Autoscaling#

Autoscaling adjusts pool size based on demand. Navarch supports multiple strategies that you can use alone or combine.

Scaling limits#

Each pool has minimum and maximum node counts:

pools:
  training:
    min_nodes: 2   # Never scale below this
    max_nodes: 20  # Never scale above this

min_nodes: Floor for scaling. Set to 0 for pools that can be empty.
max_nodes: Ceiling for scaling. Protects against cost overruns.

The autoscaler operates within these limits. Manual scaling commands also respect them.

Cooldown period#

The cooldown period prevents thrashing when metrics fluctuate:

pools:
  training:
    cooldown: 5m

During cooldown:

The autoscaler still evaluates state.
Recommendations are calculated but not acted upon.
Manual scaling commands are still accepted.

Autoscaling strategies#

Reactive#

Scales based on current GPU utilization. Use for steady workloads where current load predicts future load.

autoscaling:
  type: reactive
  scale_up_at: 80    # Scale up when utilization > 80%
  scale_down_at: 20  # Scale down when utilization < 20%

How it works: Averages GPU utilization across all nodes in the pool. If above scale_up_at, adds a node. If below scale_down_at, removes a node.

Queue-based#

Scales based on pending job count. Use for batch processing where queue depth indicates required capacity.

autoscaling:
  type: queue
  jobs_per_node: 10  # Target 10 jobs per node

How it works: Queries your scheduler for pending jobs, divides by jobs_per_node, rounds up. Requires a metrics source integration.

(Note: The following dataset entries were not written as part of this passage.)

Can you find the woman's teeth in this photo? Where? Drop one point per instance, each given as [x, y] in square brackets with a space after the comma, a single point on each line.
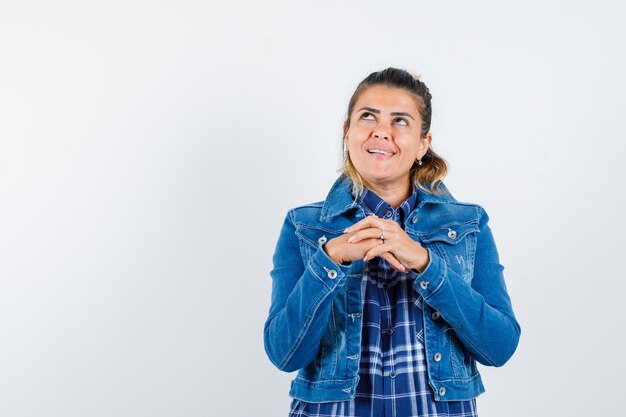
[380, 151]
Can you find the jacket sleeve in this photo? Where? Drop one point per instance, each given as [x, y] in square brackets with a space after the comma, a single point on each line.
[480, 313]
[302, 295]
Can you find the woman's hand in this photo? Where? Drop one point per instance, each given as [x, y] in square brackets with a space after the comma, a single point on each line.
[393, 244]
[342, 252]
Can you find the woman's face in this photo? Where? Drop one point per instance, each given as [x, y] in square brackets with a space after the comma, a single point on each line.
[383, 137]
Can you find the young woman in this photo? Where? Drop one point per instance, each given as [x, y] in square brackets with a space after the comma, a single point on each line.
[386, 293]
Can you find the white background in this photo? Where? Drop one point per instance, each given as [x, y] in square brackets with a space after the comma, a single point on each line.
[150, 150]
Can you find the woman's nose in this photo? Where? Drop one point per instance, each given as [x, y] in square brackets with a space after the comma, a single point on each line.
[381, 134]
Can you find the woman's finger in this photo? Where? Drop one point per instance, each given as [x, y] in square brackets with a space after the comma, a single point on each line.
[369, 233]
[371, 221]
[393, 261]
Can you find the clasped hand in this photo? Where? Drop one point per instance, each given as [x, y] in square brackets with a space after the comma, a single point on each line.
[372, 237]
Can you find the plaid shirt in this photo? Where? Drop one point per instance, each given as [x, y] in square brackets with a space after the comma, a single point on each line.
[393, 375]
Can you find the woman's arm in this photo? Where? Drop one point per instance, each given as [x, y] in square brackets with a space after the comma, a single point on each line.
[301, 300]
[480, 312]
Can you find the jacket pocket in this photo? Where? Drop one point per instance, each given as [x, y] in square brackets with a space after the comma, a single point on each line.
[456, 243]
[311, 238]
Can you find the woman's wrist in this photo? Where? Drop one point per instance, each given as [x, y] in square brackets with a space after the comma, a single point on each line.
[423, 260]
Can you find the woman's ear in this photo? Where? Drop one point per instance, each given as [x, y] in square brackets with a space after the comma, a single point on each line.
[424, 145]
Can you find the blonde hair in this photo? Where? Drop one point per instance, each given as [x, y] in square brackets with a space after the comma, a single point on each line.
[429, 175]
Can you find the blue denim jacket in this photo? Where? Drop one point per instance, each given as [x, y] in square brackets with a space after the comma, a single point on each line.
[314, 322]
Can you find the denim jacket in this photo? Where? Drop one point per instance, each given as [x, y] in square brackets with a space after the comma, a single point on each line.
[314, 321]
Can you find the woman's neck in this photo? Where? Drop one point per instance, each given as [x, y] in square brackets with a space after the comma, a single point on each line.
[392, 194]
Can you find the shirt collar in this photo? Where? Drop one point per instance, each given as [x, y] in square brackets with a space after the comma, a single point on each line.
[340, 199]
[381, 208]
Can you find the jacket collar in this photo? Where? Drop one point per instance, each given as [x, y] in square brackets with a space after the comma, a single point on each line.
[340, 199]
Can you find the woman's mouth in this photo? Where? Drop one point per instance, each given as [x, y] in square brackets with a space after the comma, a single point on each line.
[380, 153]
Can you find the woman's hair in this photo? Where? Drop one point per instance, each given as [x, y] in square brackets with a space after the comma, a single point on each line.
[427, 176]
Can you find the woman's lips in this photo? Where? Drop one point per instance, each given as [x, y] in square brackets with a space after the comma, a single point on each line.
[380, 154]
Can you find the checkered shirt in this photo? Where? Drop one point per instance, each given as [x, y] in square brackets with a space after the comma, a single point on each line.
[393, 375]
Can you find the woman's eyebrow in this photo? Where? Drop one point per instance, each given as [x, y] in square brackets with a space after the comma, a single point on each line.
[401, 113]
[395, 113]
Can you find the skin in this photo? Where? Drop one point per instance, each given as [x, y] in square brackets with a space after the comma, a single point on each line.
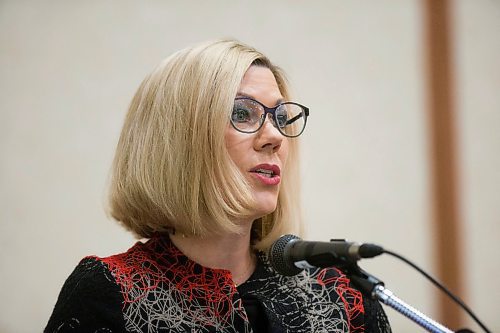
[232, 251]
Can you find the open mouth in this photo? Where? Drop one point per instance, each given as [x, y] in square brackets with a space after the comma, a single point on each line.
[265, 172]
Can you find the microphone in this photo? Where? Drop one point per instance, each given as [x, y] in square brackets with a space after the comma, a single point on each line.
[289, 255]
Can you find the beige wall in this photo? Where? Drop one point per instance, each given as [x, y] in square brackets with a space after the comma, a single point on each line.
[68, 72]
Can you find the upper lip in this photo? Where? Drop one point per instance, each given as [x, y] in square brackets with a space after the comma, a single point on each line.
[265, 166]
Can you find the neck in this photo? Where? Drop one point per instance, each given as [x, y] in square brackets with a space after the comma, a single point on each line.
[230, 251]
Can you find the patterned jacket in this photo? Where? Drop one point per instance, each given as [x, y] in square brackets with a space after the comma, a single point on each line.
[153, 287]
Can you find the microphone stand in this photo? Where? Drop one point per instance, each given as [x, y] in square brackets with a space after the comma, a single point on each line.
[372, 286]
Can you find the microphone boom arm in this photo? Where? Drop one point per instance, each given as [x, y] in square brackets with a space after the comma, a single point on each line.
[372, 286]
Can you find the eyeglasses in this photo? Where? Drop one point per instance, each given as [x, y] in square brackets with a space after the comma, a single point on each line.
[249, 115]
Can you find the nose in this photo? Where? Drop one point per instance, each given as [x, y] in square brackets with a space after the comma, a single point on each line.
[268, 137]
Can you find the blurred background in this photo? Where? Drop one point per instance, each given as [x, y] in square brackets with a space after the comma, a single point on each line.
[371, 169]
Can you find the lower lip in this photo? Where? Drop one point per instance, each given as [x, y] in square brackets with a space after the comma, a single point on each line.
[275, 180]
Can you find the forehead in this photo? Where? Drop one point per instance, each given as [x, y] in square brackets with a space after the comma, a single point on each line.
[260, 84]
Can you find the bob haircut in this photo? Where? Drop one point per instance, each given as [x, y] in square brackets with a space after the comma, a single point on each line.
[172, 172]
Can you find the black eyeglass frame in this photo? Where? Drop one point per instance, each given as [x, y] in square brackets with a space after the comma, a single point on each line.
[272, 111]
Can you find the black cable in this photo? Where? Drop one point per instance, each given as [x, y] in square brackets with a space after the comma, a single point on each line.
[443, 288]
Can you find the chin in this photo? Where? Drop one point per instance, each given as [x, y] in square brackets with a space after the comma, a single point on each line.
[265, 203]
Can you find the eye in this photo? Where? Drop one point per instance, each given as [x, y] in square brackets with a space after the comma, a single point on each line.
[240, 115]
[282, 118]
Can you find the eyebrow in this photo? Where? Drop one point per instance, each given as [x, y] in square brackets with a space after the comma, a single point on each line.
[240, 94]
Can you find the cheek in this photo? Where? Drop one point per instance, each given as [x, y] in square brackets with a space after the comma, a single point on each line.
[284, 150]
[237, 146]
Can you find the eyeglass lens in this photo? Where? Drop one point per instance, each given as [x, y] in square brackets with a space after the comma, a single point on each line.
[248, 117]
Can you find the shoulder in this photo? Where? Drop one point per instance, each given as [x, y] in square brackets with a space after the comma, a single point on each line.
[89, 301]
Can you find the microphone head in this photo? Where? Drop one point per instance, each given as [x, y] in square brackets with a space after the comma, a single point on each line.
[278, 256]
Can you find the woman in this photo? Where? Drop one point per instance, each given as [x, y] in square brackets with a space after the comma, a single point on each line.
[207, 169]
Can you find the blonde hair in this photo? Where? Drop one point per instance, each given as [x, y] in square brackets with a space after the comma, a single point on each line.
[171, 169]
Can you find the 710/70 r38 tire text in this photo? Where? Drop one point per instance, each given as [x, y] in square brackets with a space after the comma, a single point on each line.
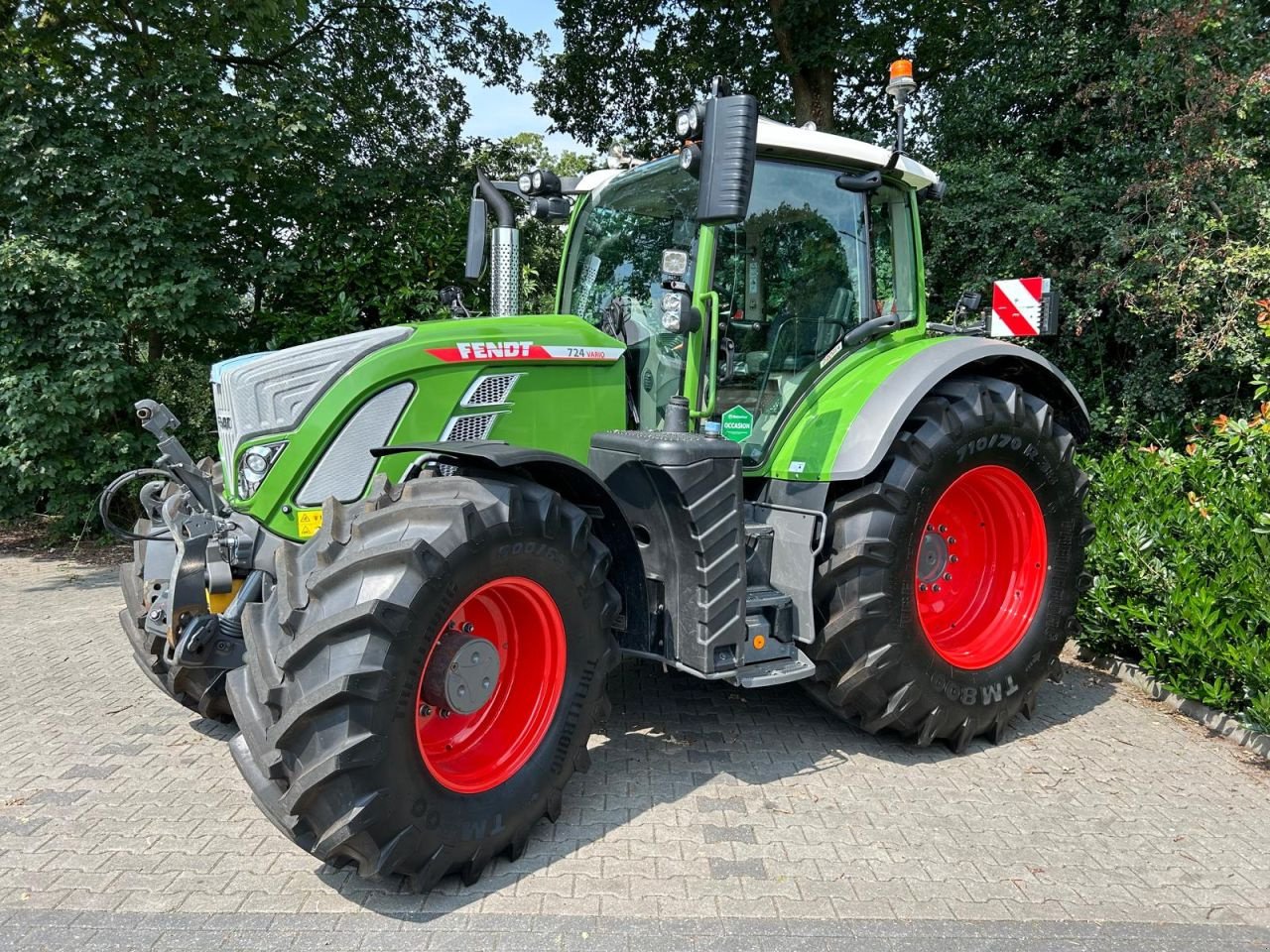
[952, 571]
[393, 715]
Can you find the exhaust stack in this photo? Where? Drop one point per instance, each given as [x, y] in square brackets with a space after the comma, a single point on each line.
[504, 250]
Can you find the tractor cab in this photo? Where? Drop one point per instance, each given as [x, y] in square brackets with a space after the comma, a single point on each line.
[784, 286]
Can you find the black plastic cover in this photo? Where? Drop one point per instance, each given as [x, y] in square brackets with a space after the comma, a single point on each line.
[728, 151]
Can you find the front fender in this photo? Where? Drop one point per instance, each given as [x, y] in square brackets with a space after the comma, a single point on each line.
[844, 431]
[580, 486]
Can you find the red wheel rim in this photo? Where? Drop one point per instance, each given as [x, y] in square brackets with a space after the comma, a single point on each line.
[980, 567]
[476, 752]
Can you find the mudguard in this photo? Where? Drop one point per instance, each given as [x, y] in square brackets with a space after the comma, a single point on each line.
[880, 417]
[842, 430]
[581, 488]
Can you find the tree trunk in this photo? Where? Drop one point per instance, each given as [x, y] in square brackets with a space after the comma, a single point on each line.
[815, 82]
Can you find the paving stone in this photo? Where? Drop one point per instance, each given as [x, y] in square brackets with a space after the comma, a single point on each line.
[711, 819]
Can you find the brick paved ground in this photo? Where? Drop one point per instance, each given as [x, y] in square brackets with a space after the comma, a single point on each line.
[711, 819]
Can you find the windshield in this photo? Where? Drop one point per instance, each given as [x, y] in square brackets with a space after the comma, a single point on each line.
[613, 273]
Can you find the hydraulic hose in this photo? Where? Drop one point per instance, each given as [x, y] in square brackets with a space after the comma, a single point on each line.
[103, 506]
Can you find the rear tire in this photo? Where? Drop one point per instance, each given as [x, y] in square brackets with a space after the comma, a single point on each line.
[984, 453]
[329, 699]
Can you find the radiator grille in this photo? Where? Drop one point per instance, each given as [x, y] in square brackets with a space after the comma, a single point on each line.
[475, 426]
[490, 390]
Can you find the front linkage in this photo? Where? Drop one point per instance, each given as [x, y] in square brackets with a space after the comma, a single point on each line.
[190, 555]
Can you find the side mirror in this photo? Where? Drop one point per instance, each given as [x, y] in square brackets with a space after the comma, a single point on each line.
[866, 181]
[729, 146]
[475, 240]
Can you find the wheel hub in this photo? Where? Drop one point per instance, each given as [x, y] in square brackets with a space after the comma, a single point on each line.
[462, 673]
[980, 567]
[933, 556]
[490, 684]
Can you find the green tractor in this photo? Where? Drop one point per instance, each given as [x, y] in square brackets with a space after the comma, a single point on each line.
[738, 449]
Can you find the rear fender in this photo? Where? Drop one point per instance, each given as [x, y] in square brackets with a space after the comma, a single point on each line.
[844, 433]
[581, 488]
[879, 420]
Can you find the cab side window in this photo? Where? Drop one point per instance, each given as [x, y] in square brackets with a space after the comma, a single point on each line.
[890, 236]
[793, 281]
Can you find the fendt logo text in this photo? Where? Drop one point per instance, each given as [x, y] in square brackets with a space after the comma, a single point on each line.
[522, 350]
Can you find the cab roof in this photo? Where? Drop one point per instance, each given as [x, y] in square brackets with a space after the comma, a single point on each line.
[776, 139]
[779, 139]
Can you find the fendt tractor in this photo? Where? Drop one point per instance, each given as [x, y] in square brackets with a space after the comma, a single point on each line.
[737, 449]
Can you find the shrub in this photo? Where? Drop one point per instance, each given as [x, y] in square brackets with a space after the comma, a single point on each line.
[1182, 561]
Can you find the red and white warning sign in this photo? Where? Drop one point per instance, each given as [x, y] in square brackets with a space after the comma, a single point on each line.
[1016, 307]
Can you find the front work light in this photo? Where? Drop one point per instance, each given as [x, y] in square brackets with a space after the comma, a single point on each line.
[688, 122]
[677, 312]
[690, 158]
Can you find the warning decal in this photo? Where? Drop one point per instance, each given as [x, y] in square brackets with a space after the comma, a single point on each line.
[1016, 307]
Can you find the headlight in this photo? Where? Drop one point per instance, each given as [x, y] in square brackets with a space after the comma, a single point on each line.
[255, 463]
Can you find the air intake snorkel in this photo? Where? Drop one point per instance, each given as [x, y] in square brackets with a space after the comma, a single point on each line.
[504, 246]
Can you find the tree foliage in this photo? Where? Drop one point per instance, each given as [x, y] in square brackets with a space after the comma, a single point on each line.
[181, 181]
[626, 68]
[1118, 146]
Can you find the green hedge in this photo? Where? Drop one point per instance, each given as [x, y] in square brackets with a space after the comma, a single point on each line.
[1182, 563]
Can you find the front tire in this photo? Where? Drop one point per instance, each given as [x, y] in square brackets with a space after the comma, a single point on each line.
[340, 699]
[952, 575]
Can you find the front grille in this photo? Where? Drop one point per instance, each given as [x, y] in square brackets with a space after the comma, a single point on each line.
[490, 390]
[475, 426]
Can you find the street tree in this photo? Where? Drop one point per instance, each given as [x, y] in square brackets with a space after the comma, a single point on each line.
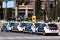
[38, 9]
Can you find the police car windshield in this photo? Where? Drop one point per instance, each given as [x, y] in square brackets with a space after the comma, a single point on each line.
[52, 25]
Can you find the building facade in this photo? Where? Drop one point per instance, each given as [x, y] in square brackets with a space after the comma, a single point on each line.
[24, 10]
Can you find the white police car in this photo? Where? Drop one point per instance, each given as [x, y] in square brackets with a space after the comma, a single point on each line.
[51, 28]
[21, 27]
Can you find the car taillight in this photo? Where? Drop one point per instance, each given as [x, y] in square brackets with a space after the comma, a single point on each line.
[48, 27]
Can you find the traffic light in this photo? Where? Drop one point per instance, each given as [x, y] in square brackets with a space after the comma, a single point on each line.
[51, 6]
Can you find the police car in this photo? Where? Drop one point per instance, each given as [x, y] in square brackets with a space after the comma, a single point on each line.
[6, 27]
[29, 28]
[14, 26]
[51, 28]
[40, 28]
[21, 27]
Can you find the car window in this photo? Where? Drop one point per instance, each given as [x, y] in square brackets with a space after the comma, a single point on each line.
[5, 24]
[52, 25]
[42, 25]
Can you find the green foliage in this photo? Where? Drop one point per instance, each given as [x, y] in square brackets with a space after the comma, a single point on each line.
[23, 1]
[26, 2]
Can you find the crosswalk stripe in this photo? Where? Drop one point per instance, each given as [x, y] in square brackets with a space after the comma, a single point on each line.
[29, 38]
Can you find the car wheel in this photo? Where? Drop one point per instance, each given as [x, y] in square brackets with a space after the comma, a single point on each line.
[17, 31]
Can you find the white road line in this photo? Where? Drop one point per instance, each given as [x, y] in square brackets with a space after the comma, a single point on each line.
[43, 37]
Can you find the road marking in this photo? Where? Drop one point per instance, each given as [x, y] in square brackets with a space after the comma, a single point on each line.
[41, 37]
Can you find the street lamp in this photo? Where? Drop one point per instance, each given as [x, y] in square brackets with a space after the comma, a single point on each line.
[47, 14]
[34, 8]
[5, 10]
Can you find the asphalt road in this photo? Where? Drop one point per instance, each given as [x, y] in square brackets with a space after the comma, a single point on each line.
[21, 36]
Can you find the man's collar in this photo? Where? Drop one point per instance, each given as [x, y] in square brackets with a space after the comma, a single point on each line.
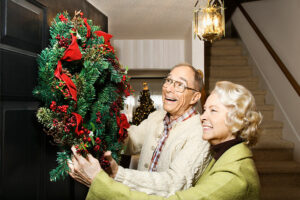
[181, 118]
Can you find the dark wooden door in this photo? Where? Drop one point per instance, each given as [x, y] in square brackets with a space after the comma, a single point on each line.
[26, 156]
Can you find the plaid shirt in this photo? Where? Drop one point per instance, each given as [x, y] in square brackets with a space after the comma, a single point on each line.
[168, 124]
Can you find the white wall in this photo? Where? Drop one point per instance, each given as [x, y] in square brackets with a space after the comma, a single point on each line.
[150, 54]
[278, 20]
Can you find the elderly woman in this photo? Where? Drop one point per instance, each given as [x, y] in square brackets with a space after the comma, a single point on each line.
[230, 123]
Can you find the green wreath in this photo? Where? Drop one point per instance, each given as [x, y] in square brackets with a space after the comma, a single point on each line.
[82, 86]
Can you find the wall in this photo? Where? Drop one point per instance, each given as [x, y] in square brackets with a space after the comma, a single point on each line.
[150, 54]
[278, 21]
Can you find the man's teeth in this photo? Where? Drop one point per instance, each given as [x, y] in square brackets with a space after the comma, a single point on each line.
[171, 99]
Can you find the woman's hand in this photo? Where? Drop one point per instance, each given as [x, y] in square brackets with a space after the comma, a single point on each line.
[84, 170]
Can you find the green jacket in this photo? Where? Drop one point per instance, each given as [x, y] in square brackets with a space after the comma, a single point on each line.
[232, 177]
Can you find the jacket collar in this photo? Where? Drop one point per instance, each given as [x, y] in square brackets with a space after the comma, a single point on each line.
[236, 152]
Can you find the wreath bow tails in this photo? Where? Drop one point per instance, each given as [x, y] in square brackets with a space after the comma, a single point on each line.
[87, 72]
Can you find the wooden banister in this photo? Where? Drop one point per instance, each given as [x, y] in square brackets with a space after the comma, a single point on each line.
[283, 68]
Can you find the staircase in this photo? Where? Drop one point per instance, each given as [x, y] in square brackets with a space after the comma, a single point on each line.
[279, 173]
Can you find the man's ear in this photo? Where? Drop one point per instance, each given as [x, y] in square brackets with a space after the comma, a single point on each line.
[196, 97]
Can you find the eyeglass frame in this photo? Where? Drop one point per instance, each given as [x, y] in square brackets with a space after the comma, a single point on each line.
[173, 83]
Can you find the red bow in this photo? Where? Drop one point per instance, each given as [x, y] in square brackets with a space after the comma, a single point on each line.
[106, 37]
[123, 124]
[61, 76]
[88, 33]
[78, 123]
[72, 52]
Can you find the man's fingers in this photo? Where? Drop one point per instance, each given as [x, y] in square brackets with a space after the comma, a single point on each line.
[71, 165]
[74, 151]
[90, 157]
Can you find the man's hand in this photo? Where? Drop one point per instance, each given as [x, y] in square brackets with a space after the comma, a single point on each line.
[83, 170]
[113, 169]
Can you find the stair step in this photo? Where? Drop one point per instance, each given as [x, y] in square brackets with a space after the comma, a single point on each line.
[274, 142]
[271, 124]
[266, 111]
[270, 167]
[225, 42]
[225, 51]
[229, 71]
[280, 193]
[279, 173]
[250, 83]
[259, 96]
[267, 154]
[227, 60]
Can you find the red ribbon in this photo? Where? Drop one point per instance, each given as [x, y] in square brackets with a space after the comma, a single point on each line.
[106, 36]
[61, 76]
[78, 123]
[72, 52]
[122, 123]
[88, 33]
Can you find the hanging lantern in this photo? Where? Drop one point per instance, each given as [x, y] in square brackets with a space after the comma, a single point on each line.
[209, 22]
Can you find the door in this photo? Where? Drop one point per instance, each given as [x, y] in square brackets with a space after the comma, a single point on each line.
[26, 155]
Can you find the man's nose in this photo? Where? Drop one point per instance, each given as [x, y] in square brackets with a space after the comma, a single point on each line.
[171, 88]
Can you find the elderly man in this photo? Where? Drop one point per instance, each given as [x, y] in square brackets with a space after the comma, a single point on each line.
[172, 152]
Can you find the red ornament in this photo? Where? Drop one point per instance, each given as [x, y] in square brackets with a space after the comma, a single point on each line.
[62, 18]
[96, 148]
[88, 28]
[61, 76]
[98, 140]
[73, 51]
[123, 124]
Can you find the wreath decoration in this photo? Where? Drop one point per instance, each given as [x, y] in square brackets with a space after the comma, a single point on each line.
[82, 85]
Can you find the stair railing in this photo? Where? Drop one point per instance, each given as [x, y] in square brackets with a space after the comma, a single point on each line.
[280, 64]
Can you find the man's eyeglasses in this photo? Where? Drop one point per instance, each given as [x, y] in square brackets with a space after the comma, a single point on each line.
[178, 86]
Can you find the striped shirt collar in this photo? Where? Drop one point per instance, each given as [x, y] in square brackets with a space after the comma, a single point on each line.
[169, 123]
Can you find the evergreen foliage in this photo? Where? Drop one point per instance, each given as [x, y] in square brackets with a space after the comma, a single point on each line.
[145, 108]
[82, 86]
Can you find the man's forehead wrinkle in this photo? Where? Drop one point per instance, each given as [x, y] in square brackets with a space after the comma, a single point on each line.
[181, 78]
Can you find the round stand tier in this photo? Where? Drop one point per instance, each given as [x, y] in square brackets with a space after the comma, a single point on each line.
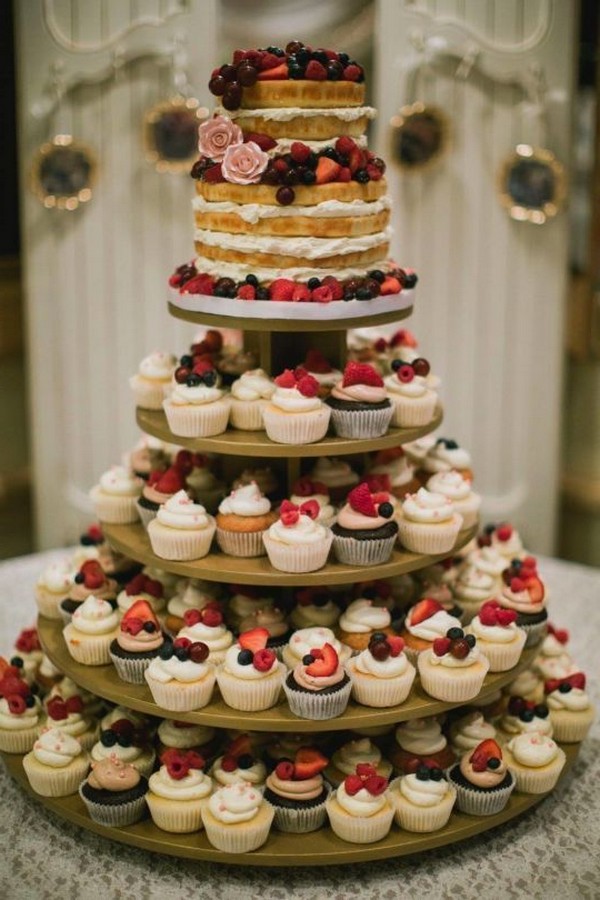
[318, 848]
[105, 682]
[257, 444]
[133, 541]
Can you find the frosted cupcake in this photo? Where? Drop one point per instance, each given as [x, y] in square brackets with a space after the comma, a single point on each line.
[91, 631]
[296, 791]
[423, 800]
[177, 792]
[180, 678]
[182, 529]
[295, 413]
[361, 810]
[412, 399]
[237, 819]
[381, 675]
[56, 765]
[482, 780]
[428, 523]
[365, 531]
[359, 404]
[536, 762]
[243, 518]
[152, 378]
[296, 542]
[456, 487]
[251, 676]
[249, 396]
[114, 497]
[198, 407]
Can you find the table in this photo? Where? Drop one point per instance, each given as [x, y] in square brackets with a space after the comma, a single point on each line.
[551, 852]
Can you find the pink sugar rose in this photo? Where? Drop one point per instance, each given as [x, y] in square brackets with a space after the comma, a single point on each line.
[216, 135]
[244, 163]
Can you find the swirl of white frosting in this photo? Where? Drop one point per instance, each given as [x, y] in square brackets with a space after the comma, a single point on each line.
[193, 786]
[246, 501]
[423, 793]
[254, 384]
[120, 482]
[56, 748]
[426, 507]
[291, 400]
[158, 365]
[95, 616]
[435, 626]
[361, 616]
[533, 749]
[362, 804]
[235, 803]
[179, 511]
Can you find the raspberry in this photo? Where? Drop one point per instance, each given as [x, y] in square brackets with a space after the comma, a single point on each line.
[360, 500]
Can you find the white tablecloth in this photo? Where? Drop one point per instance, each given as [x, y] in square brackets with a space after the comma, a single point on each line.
[551, 852]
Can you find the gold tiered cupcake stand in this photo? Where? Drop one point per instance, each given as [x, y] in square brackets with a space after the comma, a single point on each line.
[277, 343]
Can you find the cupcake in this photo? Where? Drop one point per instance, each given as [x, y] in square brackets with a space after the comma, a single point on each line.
[381, 675]
[296, 542]
[250, 394]
[536, 762]
[365, 532]
[250, 678]
[525, 592]
[296, 791]
[237, 819]
[482, 780]
[456, 487]
[413, 401]
[197, 407]
[359, 404]
[242, 520]
[114, 793]
[114, 497]
[138, 641]
[152, 378]
[417, 742]
[90, 632]
[180, 678]
[56, 765]
[498, 636]
[295, 414]
[347, 757]
[318, 687]
[361, 810]
[428, 523]
[423, 800]
[571, 711]
[177, 792]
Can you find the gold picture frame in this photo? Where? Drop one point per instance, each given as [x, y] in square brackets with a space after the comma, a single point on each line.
[532, 184]
[63, 173]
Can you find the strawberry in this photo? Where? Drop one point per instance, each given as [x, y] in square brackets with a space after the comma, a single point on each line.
[315, 71]
[308, 763]
[424, 609]
[327, 170]
[483, 753]
[255, 639]
[360, 500]
[327, 665]
[361, 373]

See Metrics Reference for Kubernetes and Slurm integration examples.

Scheduled#

Adjusts scaling limits based on time of day. Use for predictable patterns like business hours.

autoscaling:
  type: scheduled
  schedule:
    - days: [monday, tuesday, wednesday, thursday, friday]
      start: 9
      end: 18
      min_nodes: 10
      max_nodes: 50
    - days: [saturday, sunday]
      start: 0
      end: 24
      min_nodes: 0
      max_nodes: 5

How it works: Overrides pool's min_nodes and max_nodes based on current time. Combine with a fallback strategy for within-window scaling.

Predictive#

Uses historical data to anticipate demand. Use for workloads with gradual ramp-up patterns.

autoscaling:
  type: predictive
  lookback_window: 10   # Analyze last 10 samples
  growth_factor: 1.2    # Scale 20% ahead of predicted need

How it works: Analyzes utilization trend over recent samples. If trending up, scales proactively. Falls back to reactive behavior when trend is flat.

Composite#

Combines multiple strategies. Use for complex scenarios requiring multiple signals.

autoscaling:
  type: composite
  mode: max  # Take the highest recommendation
  strategies:
    - type: reactive
      scale_up_at: 80
      scale_down_at: 30
    - type: queue
      jobs_per_node: 10

Modes:

max: Take highest recommendation (most aggressive)
min: Take lowest recommendation (most conservative)
avg: Average all recommendations

Choosing a strategy#

Workload	Strategy	Why
Steady serving load	Reactive	Current utilization predicts future
Batch processing	Queue	Job count is the right signal
Business hours traffic	Scheduled + Reactive	Predictable pattern with variation
Training jobs	Queue or Reactive	Depends on how jobs are submitted
Mixed workloads	Composite	Multiple signals needed

Example configurations#

High-availability serving#

Keep capacity ready, scale aggressively:

pools:
  serving:
    min_nodes: 5
    max_nodes: 50
    cooldown: 2m
    autoscaling:
      type: reactive
      scale_up_at: 60   # Scale up early
      scale_down_at: 20

Cost-optimized batch#

Scale to zero when idle, scale fast when jobs arrive:

pools:
  batch:
    min_nodes: 0
    max_nodes: 100
    cooldown: 1m
    autoscaling:
      type: queue
      jobs_per_node: 1  # One job per node

Business hours with buffer#

Higher capacity during work hours:

pools:
  dev:
    min_nodes: 0
    max_nodes: 20
    cooldown: 5m
    autoscaling:
      type: scheduled
      schedule:
        - days: [monday, tuesday, wednesday, thursday, friday]
          start: 8
          end: 20
          min_nodes: 5
          max_nodes: 20
      fallback:
        type: reactive
        scale_up_at: 70
        scale_down_at: 30

See Configuration Reference for all autoscaling options.